The hypothesis says low levels of iron in the ocean can lead to a lack of plankton -- which, in turn, leaves more carbon dioxide in the atmosphere and causes the planet to warm. An increase in iron -- and plankton -- has the opposite effect, drawing CO2 from the atmosphere and cooling the planet.
Coale said experiments with iron fertilization in the open ocean have produced a long list of problems, including algae that generate neurotoxins, the creation of greenhouses gases such as methane and nitrous oxide, and depleted levels of oxygen below the ocean surface.
Two scientists from the University of British Columbia, both experts in ocean plankton, were in the audience for Friday's news conference and questioned both the safety and the quality of the Old Massett experiment.
One of them, Maite Maldonado, criticized the researchers for not releasing enough information about what they were up to, and she noted there is little evidence to support the claim that the iron dump will help salmon stocks.
"I think there is no evidence to support that the decline in the salmon stocks is linked to a decline in phytoplankton biomass," she said in an interview.
"I think we should be very concerned about the long-term consequences of something like this."
The experiment was run by the Haida Salmon Restoration Corp., an entity owned by Old Massett. The corporation's president, John Disney, denied allegations Friday the experiment was conducted without properly informing the Canadian and American governments.
Disney insisted the corporation was open with what it was doing, even eliciting the help of government agencies from both sides of the border. He suggested government spokespeople who have made such allegations simply weren't aware of what others in their departments were doing.
"The trouble is, that level doesn't know what's going on at this level," he said in an interview.
Environment Canada has confirmed officials for the department met with representatives from the corporation and informed them about disposal at sea legislation, but the department said it never received an application for ocean fertilization. The department has said it has launched an investigation.

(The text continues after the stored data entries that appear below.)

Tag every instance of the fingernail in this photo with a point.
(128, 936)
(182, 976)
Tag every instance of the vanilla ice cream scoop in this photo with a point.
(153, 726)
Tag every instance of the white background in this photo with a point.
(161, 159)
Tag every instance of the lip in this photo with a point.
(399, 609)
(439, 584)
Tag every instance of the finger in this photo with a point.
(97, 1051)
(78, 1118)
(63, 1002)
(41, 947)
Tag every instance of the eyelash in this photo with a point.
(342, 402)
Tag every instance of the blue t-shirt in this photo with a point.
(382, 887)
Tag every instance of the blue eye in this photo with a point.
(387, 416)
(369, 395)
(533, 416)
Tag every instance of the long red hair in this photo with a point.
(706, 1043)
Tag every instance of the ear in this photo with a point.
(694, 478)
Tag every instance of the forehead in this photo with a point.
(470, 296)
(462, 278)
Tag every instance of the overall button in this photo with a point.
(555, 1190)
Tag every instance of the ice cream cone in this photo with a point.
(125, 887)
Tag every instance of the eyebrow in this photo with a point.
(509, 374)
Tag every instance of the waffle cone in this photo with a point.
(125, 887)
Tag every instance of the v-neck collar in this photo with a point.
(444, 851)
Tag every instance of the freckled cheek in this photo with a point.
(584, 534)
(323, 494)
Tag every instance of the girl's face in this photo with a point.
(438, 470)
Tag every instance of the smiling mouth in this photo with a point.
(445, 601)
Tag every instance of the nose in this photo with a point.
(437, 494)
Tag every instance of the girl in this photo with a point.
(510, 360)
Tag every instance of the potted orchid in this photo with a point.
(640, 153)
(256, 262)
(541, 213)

The U.S.-based National Oceanic and Atmospheric Administration, which provided research buoys to the project, has claimed the agency was misled and was never told they would be used for ocean fertilization.

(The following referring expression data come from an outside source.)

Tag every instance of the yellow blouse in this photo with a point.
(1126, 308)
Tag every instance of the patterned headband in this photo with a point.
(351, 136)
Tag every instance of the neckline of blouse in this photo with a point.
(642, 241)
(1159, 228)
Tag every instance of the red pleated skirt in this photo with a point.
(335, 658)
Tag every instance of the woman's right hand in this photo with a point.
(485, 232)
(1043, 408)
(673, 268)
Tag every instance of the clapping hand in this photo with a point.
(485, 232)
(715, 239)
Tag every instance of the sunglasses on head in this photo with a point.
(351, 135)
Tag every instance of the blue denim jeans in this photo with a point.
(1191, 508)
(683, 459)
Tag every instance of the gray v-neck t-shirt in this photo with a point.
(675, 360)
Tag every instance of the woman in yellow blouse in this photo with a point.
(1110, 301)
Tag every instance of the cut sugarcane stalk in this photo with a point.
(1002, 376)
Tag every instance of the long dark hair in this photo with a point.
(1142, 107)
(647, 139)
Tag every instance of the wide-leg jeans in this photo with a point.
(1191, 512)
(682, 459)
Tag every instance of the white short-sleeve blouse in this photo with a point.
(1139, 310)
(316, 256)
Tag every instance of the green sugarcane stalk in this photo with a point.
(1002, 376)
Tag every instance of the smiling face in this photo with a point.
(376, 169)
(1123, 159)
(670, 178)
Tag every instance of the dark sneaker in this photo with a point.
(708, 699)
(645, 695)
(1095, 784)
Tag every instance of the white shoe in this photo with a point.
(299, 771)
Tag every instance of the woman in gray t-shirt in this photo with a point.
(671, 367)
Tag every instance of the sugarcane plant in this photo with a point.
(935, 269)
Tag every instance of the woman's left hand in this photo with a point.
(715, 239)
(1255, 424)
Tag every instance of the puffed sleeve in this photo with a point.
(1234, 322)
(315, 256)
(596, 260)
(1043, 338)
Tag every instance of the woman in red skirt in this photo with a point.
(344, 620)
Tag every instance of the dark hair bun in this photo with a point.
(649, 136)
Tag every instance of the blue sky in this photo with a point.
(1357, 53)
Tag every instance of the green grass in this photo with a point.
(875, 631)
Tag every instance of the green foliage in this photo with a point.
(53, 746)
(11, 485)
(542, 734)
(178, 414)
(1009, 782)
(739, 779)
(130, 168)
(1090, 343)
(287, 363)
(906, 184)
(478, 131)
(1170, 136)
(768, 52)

The Haida Salmon Restoration Corp. faced a new source of criticism Friday: the Haida Nation. Old Massett is a member of the Haida Nation, whose president and hereditary chiefs council issued a statement criticizing the project.
"The consequences of tampering with nature at this scale are not predictable and pose unacceptable risks to the marine environment," the statement said.
"Our people, along with the rest of humanity, depend on the oceans and cannot leave the fate of the oceans to the whim of the few."